The Worst Person in the World : arrêter le temps
« Le cinéma, c’est l’enfance, pas l’adolescence », disait Daney. « C’est un sentiment beaucoup plus intense, insouciant et grave, de ne pas faire partie du monde, ou d’y être toléré d’extrême justesse 1 ». C’est le sentiment qui est ressorti lorsque j’ai fait face aux films de la trilogie d’Oslo de Joachim Trier dont la dernière partie, The Worst Person in the World, a été présentée au FNC en octobre. La caméra du réalisateur scandinave y observe le monde de l’extérieur, comme un enfant dans sa cachette espionnerait l’univers des adultes et s’amuserait à réinventer le réel. Sa façon de constamment s’amuser à inventer d’autres vies à ses personnages me fascine, de même que la façon dont sa caméra semble toujours agir comme une sorte de slingshot, se projetant dans d’autres espaces, d’autres temps, n’ayant souvent que faire du fil narratif principal. Le réel diégétique est constamment contaminé par d’autres fictions.
Dans Reprise (2006), une comédie d’erreurs où les personnages brillent par leurs inconséquences et où tout se résout sans se résoudre, de jeunes hommes au début de la vingtaine vivent dans l’urgence de se projeter dans un avenir idéalisé, s’imaginant comme des individus plus grands que nature et imbus d’eux-mêmes. Dans Oslo August 31th (2011), le protagoniste est moralement incapable de s’accrocher à la vie. Il contemple d’un côté l’espace vide de ses années de dépendance aux drogues dures et d’anciennes relations toxiques aujourd’hui détruites ; et de l’autre, l’espace vide du futur auquel il fait face et qu’il se sent incapable d’habiter. Ces vides, ou ces absences de réponses, constituent une forme de hors champ temporel que le réalisateur semble désespéré de remplir tantôt de spéculations et d’ambitions surhumaines, tantôt d’angoisses et de peurs. Je retrouve, dans le regard du cinéaste, un certain détachement face au monde qui me rappelle notre expérience des derniers mois. Infantilisés, restreints à nos logis, portés à spéculer sur l’avenir, nous avons été par le fait même amenés à nous réinventer pour le meilleur ou pour le pire.

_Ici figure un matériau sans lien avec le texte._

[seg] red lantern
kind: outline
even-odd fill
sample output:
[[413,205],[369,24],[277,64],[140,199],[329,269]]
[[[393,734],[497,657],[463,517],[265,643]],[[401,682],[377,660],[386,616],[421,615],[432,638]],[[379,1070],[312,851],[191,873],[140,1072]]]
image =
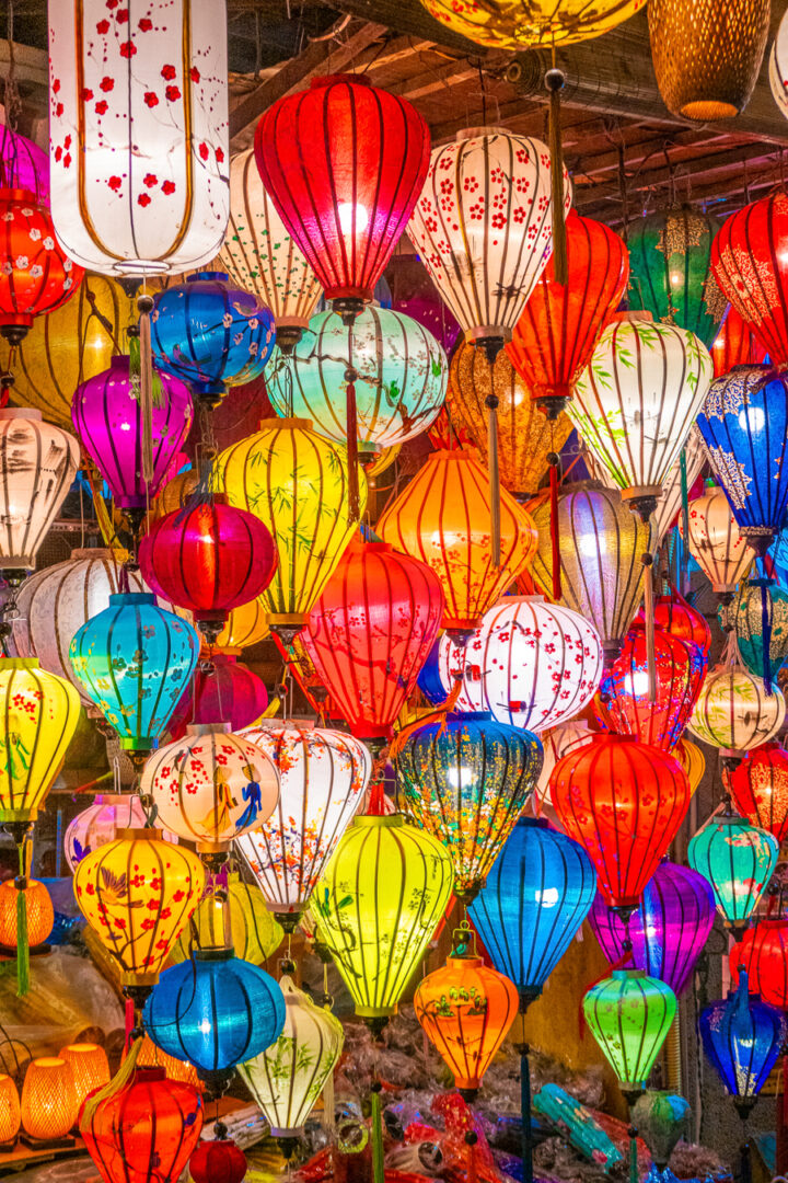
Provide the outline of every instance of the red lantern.
[[729,374],[734,366],[760,366],[764,357],[766,349],[749,324],[742,321],[735,308],[729,308],[711,347],[714,376]]
[[748,751],[731,772],[730,793],[738,812],[782,845],[788,836],[788,752],[779,743]]
[[422,116],[363,75],[313,78],[263,114],[254,154],[326,298],[371,300],[426,176]]
[[771,193],[727,218],[711,270],[771,362],[788,363],[788,195]]
[[79,1132],[104,1183],[177,1179],[202,1130],[202,1095],[168,1080],[164,1068],[136,1066],[121,1088],[79,1116]]
[[443,592],[425,563],[383,542],[347,548],[301,640],[358,739],[391,735],[442,615]]
[[626,244],[603,222],[572,211],[566,240],[568,283],[556,283],[551,258],[506,347],[551,418],[572,396],[572,384],[588,364],[630,277]]
[[633,625],[619,657],[605,673],[597,703],[608,731],[636,736],[671,751],[682,738],[706,672],[706,657],[692,641],[655,628],[656,697],[649,693],[646,629]]
[[157,595],[217,636],[232,608],[268,587],[276,549],[260,518],[214,498],[158,518],[139,544],[139,567]]
[[558,762],[553,807],[611,907],[637,907],[690,803],[677,759],[633,736],[595,735]]
[[27,189],[0,189],[0,334],[18,345],[34,316],[73,296],[85,272],[54,237],[52,218]]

Au cœur de la trilogie, l’acteur Anders Danielsen Lie interprète des personnages peu loquaces, malades, dépressifs, fragiles. Des personnages qui représentent une classe d’intellectuels cyniques de la petite bourgeoisie issue de la génération X, asphyxiés par leur propre masculinité toxique. Seulement, bien que The Worst Person in the World accorde une place encore importante à Danielsen Lie, un vent de fraîcheur souffle avec l’arrivée de Renate Reinsve et le personnage de Julie, une femme de 30 ans qui débarque avec flamboyance dans ce monde de quarantenaires cyniques.
Enfantin, le cinéaste se fait plaisir en expérimentant toutes sortes de folies narratives et stylistiques. Par exemple, dans cette scène où le personnage de Danielsen Lie imite le percussionniste d’un groupe rock et où la caméra suit frénétiquement chacun de ses gestes multipliant les « gros plans » de tambours imaginaires sur lesquels il s’active ; ou encore ce moment digne d’une pub de shampoing où Julie, qui songe de plus en plus à quitter son conjoint, arrête le temps en actionnant l’interrupteur d’une lumière de sa cuisine, et de là, rejoint l’autre homme dont elle est amoureuse. Lors de cette ellipse, Trier la filme marchant dans les rues d’Oslo où tout est figé sauf elle, courant à la recherche de son amant. S’ensuivent des retrouvailles et un long champ-contrechamp quelque peu grotesque où les deux amants se regardent langoureusement. On se souvient alors que leur histoire a commencé autour d’un jeu : jusqu’où peuvent-ils aller sans tromper leurs partenaires actuels ? On peut maintenant les imaginer se demander si l’on trompe effectivement son conjoint lorsqu’on le trompe hors du temps ou par le seul pouvoir de la pensée. Cette scène particulière incarne bien aussi ce qui, selon moi, rend le film éminemment intéressant : cette impression on ne peut plus universelle d’être la pire personne au monde. D’ailleurs, en norvégien, l’expression Verdens verste menneske, qui donne son titre au film, est utilisée pour dénoter les sentiments d’échec, de ne pas être fidèle à soi-même ou de ne pas répondre aux attentes de la société. J’ai l’impression qu’en arrêtant le temps, Julie se permet ainsi de suspendre ses croyances morales, voire de s’en libérer, mais continue par le même fait de ressentir ce sentiment de honte et de malaise face à son comportement et à ses sentiments.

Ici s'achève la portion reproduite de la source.